There will be 160 boy scouts coming to work on merit badges such as Nuclear Science, Welding, Robotics and more. There will be twenty merit badges offered, taught by Chattanooga State faculty members who will involve scouts in "informative and challenging sessions" and introduce them to a
college environment as well as a possible career and higher education opportunities.
At the opening ceremonies, Jared Taylor will be honored for earning the William T. Horonaday Award. This award has only be given to around 1,100 scouts in the United States. The award is known as the “Olympic Medal Bestowed by the Earth” and the awards program was created to recognize those that have made significant contributions to conservation. It was begun in 1914 by Dr. William T. Hornaday, director of the New York Zoological Park and founder of the National Zoo in Washington, D.C.

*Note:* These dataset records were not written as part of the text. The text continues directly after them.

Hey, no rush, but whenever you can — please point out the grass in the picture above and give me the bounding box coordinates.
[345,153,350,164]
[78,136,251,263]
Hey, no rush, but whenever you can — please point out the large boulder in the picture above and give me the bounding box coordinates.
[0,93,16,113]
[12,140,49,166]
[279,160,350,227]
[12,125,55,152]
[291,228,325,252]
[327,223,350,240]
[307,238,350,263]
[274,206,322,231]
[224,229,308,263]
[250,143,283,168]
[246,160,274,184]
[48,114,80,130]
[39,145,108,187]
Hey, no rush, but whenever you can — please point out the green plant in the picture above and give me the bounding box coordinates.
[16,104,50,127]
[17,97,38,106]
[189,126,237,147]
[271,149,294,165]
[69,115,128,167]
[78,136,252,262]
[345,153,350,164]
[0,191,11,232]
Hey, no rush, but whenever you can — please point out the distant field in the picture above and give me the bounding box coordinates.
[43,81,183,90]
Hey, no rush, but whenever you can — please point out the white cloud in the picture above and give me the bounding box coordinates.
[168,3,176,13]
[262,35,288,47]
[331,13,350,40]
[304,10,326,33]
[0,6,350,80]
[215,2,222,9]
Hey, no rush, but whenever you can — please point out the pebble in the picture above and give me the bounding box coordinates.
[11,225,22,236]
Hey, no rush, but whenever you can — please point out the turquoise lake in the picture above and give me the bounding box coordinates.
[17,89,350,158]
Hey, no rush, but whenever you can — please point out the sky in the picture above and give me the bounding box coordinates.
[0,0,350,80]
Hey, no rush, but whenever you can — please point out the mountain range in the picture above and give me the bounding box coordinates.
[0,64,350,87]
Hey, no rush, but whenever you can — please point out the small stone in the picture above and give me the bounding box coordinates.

The fundamental purpose of the Hornaday Awards program is to encourage learning by the participants and to increase public awareness about natural resource conservation. Understanding and practicing sound stewardship of natural resources and environmental protection strengthens scouting's emphasis on respecting the outdoors, said officials. The goal of this awards program is to encourage and recognize outstanding efforts undertaken by scouting units, scouts and venturers, adult scouters, and other individuals, corporations, and institutions that have contributed significantly to natural resource conservation and environmental protection.
Jared’s conservation project was done on Roaring Creek. He setup protection barriers to the river to stop vehicle traffic and erosion, help clear trails, moved boulders, constructed an information kiosk, removed trash and prepared the parking area for gravel. This project saved a family recreational area in the community from complete destruction.